Convergence of (Stochastic) Gradient Descent

Thu Feb 6, 2020 · 1857 words · 10 min

Stochastic gradient descent is the fundamental work horse of deep learning. Therefore it's worth taking a deeper look at at various provable properties of gradient descent algorithms.

Preliminary Definitions

Let a function $f: \mathbf{R}^n \rightarrow \mathbf{R}$ be $L$-Lipschitz with respect to an arbitrary metric (we'll be using norm) if $$||f(x) - f(y)||_2 \le L||x-y||_2 $$ Let the function be convex if $$f(\lambda x + (1 − \lambda)y) ≤ \lambda f(x) + (1 − \lambda)f(y)$$ for any $x,y \in \mathbf{R}$ and $0\le \lambda \le 1$.

Analysis of Full Gradient Descent

Gradient Descent

Gradient descent is recursively defined by $x_{i+1} = x_i - \alpha \nabla f(x_i)$. $f(x_i)$ is the loss function over all the data for the model parameters $x_i$. In other words $f(x_i)=\frac{1}{n} \sum_{j=0}^n \nabla_j f(x_i)$. Furthermore let us define the global minimizer $x^* = \argmin_{x} f(x)$.

Lemma 1: Convex and Lipschitz Gradient Inequality

Given a function $f: \mathbf{R}^d \rightarrow \mathbf{R}$ which is convex, and whose gradient is $L$-Lipschitz ($|\nabla f(x) - \nabla f(y)|_2 \leq L |x-y|_2$). $$f(y) \leq f(x) + \langle\nabla f(x), y-x\rangle + \frac{L}{2} |x-y|_2^2$$

Proof:

Let us define a new function $g(\epsilon) = f(x + \epsilon(y-x))$. Using the fundamental theorem of calculus we know $$g(1) = g(0) + \int_0^1 \nabla g(\epsilon) d\epsilon $$ Rewriting in terms of $f$ and taking derivative we get:

$\small \begin{aligned} f(y) &= f(x) + \int_0^1 \nabla \langle f(x + \epsilon(y-x)), y-x \rangle d\epsilon \\ &=f(x) + \langle \nabla f(x), y-x \rangle + \int_0^1 \nabla \langle f(x + \epsilon(y-x)) - \nabla f(x), y-x \rangle d\epsilon && \text{Add and subtract } \nabla f(x) \text{ term} \\ &\le f(x) + \langle \nabla f(x), y-x \rangle + \int_0^1 \nabla |f(x + \epsilon(y-x)) - \nabla f(x)|_2 |y-x|_2 d\epsilon && \text{Cauchy–Schwarz inequality} \\ &\le f(x) + \langle \nabla f(x), y-x \rangle + \int_0^1 L|\epsilon(y-x)|_2 |y-x|_2 d\epsilon && \text{Lipschitz} \\ &= f(x) + \langle\nabla f(x), y-x\rangle + \frac{L}{2} |x-y|_2^2 && \text{Evaluate Integral} \end{aligned}$

Theorem 1: Convergence of Gradient Descent (1)
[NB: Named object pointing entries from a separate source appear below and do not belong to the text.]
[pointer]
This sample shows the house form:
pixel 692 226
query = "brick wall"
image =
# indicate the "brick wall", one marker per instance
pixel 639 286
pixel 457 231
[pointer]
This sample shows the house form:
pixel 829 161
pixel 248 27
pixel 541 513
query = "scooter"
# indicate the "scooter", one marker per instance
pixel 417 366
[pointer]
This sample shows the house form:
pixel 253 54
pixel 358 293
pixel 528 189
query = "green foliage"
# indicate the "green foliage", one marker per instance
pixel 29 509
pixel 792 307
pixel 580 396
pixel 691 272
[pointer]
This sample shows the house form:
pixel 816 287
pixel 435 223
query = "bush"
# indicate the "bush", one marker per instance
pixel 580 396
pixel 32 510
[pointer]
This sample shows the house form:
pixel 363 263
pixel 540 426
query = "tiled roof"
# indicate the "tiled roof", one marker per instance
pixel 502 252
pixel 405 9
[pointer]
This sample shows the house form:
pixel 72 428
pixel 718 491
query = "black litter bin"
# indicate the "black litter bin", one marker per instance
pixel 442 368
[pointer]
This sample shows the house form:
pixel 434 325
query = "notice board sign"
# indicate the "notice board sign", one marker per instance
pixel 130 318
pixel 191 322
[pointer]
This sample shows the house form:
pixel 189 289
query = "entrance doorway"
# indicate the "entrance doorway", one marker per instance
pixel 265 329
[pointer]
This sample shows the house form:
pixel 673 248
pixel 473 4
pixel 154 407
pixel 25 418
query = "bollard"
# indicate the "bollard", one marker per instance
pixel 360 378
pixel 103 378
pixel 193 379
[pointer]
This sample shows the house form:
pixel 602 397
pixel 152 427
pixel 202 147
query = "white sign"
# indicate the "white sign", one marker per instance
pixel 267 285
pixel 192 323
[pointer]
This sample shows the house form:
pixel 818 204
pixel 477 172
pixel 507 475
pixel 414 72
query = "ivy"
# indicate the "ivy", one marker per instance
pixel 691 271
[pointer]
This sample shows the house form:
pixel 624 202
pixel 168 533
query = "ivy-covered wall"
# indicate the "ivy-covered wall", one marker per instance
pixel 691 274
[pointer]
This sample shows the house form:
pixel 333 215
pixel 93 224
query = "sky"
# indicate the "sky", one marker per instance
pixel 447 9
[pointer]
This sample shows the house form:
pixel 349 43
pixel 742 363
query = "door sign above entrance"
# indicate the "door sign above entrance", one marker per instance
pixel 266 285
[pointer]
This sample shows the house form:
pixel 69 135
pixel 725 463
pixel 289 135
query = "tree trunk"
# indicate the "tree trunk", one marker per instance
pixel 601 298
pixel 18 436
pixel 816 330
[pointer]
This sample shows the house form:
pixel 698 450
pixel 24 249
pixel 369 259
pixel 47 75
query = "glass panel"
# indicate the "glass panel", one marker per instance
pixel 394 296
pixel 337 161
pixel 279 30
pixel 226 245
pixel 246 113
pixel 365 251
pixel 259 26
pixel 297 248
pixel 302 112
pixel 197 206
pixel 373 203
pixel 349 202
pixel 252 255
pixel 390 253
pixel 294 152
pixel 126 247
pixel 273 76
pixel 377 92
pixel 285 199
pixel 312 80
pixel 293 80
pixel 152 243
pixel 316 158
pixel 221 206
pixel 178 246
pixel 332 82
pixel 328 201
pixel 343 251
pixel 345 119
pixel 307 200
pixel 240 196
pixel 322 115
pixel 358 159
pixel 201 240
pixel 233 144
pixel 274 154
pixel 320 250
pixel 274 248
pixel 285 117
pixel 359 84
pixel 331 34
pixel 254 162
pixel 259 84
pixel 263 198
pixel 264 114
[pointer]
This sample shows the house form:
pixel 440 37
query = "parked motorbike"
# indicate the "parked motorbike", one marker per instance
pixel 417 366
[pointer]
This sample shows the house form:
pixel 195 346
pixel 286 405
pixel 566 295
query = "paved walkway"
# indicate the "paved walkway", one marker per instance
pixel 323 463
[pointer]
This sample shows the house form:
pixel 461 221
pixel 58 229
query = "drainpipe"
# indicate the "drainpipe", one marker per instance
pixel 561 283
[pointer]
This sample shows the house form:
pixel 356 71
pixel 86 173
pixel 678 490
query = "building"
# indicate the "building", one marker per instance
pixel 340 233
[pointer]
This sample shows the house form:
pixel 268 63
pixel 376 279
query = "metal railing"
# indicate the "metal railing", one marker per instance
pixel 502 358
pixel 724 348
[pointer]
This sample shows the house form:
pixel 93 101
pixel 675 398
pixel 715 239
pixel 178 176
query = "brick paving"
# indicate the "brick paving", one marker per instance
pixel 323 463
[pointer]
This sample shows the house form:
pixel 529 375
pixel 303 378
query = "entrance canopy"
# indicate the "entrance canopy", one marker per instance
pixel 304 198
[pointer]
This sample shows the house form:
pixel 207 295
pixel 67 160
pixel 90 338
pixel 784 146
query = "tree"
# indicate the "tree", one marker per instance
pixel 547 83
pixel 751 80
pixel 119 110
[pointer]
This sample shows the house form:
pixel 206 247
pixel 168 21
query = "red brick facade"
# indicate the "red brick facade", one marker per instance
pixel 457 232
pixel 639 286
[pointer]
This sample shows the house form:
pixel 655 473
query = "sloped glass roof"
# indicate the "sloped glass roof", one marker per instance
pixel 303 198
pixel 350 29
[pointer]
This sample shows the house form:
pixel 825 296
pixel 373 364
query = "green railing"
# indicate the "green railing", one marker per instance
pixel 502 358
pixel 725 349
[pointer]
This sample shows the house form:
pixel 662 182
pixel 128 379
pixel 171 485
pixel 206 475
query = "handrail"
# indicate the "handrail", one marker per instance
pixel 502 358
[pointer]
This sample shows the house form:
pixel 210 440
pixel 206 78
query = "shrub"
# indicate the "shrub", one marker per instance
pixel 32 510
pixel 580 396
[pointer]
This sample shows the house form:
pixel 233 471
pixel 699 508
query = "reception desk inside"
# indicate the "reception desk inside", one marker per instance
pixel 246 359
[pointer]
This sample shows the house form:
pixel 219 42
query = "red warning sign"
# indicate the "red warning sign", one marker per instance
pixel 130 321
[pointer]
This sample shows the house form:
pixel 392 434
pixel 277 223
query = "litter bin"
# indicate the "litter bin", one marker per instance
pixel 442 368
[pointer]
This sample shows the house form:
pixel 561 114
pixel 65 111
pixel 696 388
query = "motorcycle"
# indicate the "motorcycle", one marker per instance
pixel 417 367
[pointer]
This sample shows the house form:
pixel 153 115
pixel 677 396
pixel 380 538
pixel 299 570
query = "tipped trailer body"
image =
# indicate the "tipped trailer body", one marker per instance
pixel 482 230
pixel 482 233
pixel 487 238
Given a convex function $f: \mathbf{R}^d \rightarrow \mathbf{R}$ with an $L$-Lipschitz gradient, then iterating $k$ times over the gradient descent algorithm with $\alpha = \frac{1}{L}$ satisfies inequality. $$ f(x_k) \le f(x^*) + \frac{|x_0 - x_k|_2^2}{2k\alpha} $$ In other words to find a $\epsilon$ optimal solution ($||x_0 - x_k|_2^2| \le \epsilon$), we need at most $\frac{L|x_0 - x_k|_2^2}{\epsilon}$ steps.

Proof:

The proof trivially follows given the previous lemma

$\small \begin{aligned} f(x_{i+1}) &\le f(x_i) + \langle\nabla f(x_i), x_{i+1}-x_i\rangle + \frac{L}{2} |x_{i+1}-x_i|_2^2 \\ &= f(x_i) + \langle\nabla f(x_i), - \alpha \nabla f(x_i)\rangle + \frac{L}{2} |- \alpha \nabla f(x_i)|_2^2 && \text{Plug in GD Definition} \\ &= f(x_i) - \alpha |\nabla f(x_i)|_2^2 + \frac{L\alpha^2}{2} |\nabla f(x_i)|_2^2 \\ &= f(x_i) - \alpha (1-\frac{L\alpha}{2}) |\nabla f(x_i)|_2^2 \\ &\le f(x_i) - \frac{\alpha}{2}|\nabla f(x_i)|_2^2 && \text{Given that }L\alpha \le 1\\ \end{aligned}$

We already have an interesting result; gradient descent optimizes the objective function $f$ in a monotonic fashion. In other-words every step taken (given correct $\alpha$) will produce a smaller and smaller loss. But we haven't proven our theorem yet. Note that since $f$ is convex we have the following inequality:

$f(x_i) \le f(x^*) + \langle \nabla f(x_i), x_i - x^* \rangle$

Utilizing the previous two equations:

$\small \begin{aligned} f(x_{i+1}) &\le f(x_i) - \frac{\alpha}{2}|\nabla f(x_i)|_2^2 \\ &\le f(x^*) + \langle \nabla f(x_i), x_i - x^* \rangle - \frac{\alpha}{2}|\nabla f(x_i)|_2^2 && \text{Plug in Convexity Bound}\\ &= f(x^*) + \frac{1}{\alpha}\langle x_i - x_{i+1}, x_i - x^* \rangle - \frac{1}{2\alpha}|x_i - x_{i+1}|_2^2 && \nabla f(x_i) = \frac{1}{\alpha} (x_i - x_{i+1})\\ &= f(x^*) + \frac{1}{2\alpha} (|x_i-x^*|_2^2 - |x_{i+1}-x_*|_2^2) && \text{Expand out/Complete the Square} \end{aligned}$

Notice that within our bound we have subtraction between two atoms which utilize adjacent elements in our GD sequence. We can use some type of telescoping sum trick to get our bound where we need it to be.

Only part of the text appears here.